General MatrixTable keys

I’m slightly worried* about the transition to generic keys in MatrixTable and I wanted to start a thread to talk through some of the options.

*I’m not worried we can get it done, but worried about finding an efficient strategy to get where we want to be.

I admit, I made a mistake in designing the region value row representation when converting from annotations to region values in the last step. I’m happy with the generality of OrderedRVD, and in retrospect I should have done the same thing with MatrixTable. I followed the (v, (va, gs)) representation to closely to make the conversion between rdd <-> rdd2 easy instead of avoiding a second round of conversion.

However, I knew there would need to be a second round of conversion because I think eventually manipulating region values explicitly in Scala needs to go away for IR that manipulate region values, and I was hoping the conversion to generic keys and building things with the IR could happen at the same time.

My proposed MatrixType interface for generic key is here: https://github.com/hail-is/hail/commit/d72c0e84bdea76228fd674dae9370af166c752df#diff-191ea9c8cfc065f421b851203ddcd2a5R44

  • Option A: So, that suggests, instead of pushing on generic keys, we jump on the compiler and help @dking get it to the point where AST.toIR is complete, and then make a plan for key conversion with that infrastructure in place.

  • Option 1: This is the direct option. We need to change the MatrixTable rvRowType from the legacy 4-tuple (pk, v, va, gs) to row ++ entries. There are two ways to do this:

    • Option 1A: have the rvRowType include the row indexed-fields as top-level fields, along with a single additional “hidden” entries field of type Array[entryType]. This is the design I envisioned when building OrderedRVD and the row keys map exactly onto OrderedRVD as written.

      This disadvantage of this approach is you have to generate a unique identifier for, and rename as necessary, the entries field. If you call it entries, what happens when a user inserts a new field named entries? This is all a bit tedious.

      An alternative is to change Field.name for structs from a String to and abstract Identifier class (and identifiers throughout in the IR). It would look something like:

       abstract class Identifier
       case class StringId(name: String) extends Identifier { def toString = name }
       case class InternalId(name: String) extends Identifier {
         def toString = "<" + name + ">"
       }
      

      and use InternalId(“entries”) as the entries field.

      or even

       case class Entries extends Identifier { def toString = "<entries>" }
      

      Major downside (which is universal): all the MatrixTable routines that rewrite the row will need to get adapted to this new rvRowType.

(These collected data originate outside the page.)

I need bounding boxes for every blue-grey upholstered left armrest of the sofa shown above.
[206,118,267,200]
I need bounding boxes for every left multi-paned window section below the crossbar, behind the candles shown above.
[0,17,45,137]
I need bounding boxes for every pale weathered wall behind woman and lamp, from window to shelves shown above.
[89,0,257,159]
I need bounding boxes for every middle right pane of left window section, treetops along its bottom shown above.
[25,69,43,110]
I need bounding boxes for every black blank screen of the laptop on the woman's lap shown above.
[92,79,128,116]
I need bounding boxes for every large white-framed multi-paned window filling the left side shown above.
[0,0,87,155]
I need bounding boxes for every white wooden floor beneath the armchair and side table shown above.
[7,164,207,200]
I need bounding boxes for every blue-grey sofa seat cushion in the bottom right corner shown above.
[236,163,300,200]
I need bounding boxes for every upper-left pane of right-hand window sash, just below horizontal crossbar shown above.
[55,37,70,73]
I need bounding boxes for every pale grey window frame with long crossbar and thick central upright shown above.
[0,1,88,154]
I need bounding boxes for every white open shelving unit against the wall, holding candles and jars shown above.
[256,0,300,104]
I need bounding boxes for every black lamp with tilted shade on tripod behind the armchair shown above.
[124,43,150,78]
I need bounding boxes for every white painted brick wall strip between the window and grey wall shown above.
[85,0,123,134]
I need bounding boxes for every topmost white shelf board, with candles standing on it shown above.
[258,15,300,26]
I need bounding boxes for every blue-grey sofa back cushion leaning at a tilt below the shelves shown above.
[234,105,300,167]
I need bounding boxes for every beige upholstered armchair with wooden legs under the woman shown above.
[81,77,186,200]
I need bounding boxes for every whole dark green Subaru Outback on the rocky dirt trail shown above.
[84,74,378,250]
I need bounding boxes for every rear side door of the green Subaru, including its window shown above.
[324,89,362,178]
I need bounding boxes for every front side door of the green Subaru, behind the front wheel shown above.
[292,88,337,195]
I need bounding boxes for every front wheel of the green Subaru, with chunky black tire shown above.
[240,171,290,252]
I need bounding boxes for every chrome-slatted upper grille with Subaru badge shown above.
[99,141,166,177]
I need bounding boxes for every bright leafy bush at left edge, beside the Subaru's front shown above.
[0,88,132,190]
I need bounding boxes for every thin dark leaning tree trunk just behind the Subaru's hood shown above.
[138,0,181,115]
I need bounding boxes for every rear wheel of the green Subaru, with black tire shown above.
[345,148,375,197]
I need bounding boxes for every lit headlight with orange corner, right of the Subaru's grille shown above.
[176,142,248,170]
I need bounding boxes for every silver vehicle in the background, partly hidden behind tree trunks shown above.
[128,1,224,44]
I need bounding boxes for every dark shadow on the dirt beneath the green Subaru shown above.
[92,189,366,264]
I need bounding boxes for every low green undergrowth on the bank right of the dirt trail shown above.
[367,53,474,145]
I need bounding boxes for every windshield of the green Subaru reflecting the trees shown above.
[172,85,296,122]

    • Option 1B: have the rvRowType go from (pk, v, va, gs) to (va, gs) by pushing the key into the va field. I think this is @tpoterba’s favored strategy.

      The attraction here is this is a less radical change to rvRowType and the eval context* in which expressions are evaluated, and therefore will require fewer code changes.

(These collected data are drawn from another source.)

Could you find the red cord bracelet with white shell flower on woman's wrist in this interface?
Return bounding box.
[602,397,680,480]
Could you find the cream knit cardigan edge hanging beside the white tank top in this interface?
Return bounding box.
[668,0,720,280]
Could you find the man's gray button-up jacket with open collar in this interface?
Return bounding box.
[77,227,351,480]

      *Option 1A does can expose the same interface at the level of the eval context by treating the entire row as the va field.

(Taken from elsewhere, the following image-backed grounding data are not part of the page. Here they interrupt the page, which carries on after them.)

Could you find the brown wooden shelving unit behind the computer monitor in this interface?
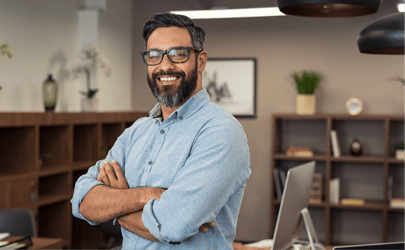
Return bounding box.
[269,113,404,245]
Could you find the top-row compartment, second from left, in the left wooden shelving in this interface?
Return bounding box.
[39,126,71,169]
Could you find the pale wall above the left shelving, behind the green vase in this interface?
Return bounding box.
[0,0,132,112]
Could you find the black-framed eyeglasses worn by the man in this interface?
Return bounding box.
[141,47,202,66]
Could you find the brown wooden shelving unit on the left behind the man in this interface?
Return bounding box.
[0,112,148,249]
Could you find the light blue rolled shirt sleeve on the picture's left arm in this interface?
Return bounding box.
[70,128,129,226]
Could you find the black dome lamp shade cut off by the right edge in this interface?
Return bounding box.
[357,13,405,55]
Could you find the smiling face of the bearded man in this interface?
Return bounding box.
[147,27,198,108]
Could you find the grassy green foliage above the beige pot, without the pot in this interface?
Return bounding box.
[291,70,324,95]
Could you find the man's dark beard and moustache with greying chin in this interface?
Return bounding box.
[146,63,198,108]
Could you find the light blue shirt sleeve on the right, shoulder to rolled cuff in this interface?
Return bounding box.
[142,120,251,244]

      The downside to this is that the row partition key and key are nested inside the va field of the row region value. Currently, OrderedRVD does not support nested keys:

       class OrderedRVType(
         val partitionKey: Array[String],
         val key: Array[String], // full key
         val rowType: TStruct) ...
      

      The above key fields would need to change to Array[List[String]]. WritableRegionValue.setSelect, OrderedRVType.selectUnsafeOrdering, and TStruct.select would need to be updated. OrderedRVPartitioner would also need some work.

      Then updating the MatrixTable routines resolves around: not building the first two fields, and updating the handling of keys where necessary.

    I am slightly hesitant to decide between these two options based on the ease of making the change, because these will determine the final form of the rvRowType going forward. If there were no other constraints, what would the right choice be?

  • Option 2: Leave the rvRowType as is. Put the partition key as a struct in pk and the remainder of the key as a struct in v. Then, for MatrixTable.rvd, we always have partitionKey = Array(“pk”) and key = Array(“pk”, “v”).

    When referring to a symbol, have AST.to_hql generate references to the right prefix. @tpoterba already has support for this in api2 with, e.g., construct_reference(…, prefix=‘v’). What other changes are necessary?

    pk needs to be added to the EvalContext for most commands. The existing implementation of most MatrixTable methods are unchanged. This is the main advantage of this approach!

    The final piece is that we want to be able to update the keys either by annotating new values or changing the keys with the equivalent of key_by.

    For annotateVariantsExpr, we could allow three prefixes: pk, v and va, and build three groups of inserters.

    annotateSamplesExpr could do the same thing, or it might be easier to fuse sampleIds and sampleAnnotations and provide a routine to extract (as an annotation) the sample ID from the sample annotations since the situation there is so much less complex.

    Finally, key_by would have to rearrange the fields in the row, but that should be straightforward.

    Then we have breathing room to get Option A in place and then change the rvRowType to 1A or 1B when we IR-ify MatrxTable.

What other options are we not considering? What’s Option 3?

General thought: not permitted nested fields to be keys seems annoying for the user.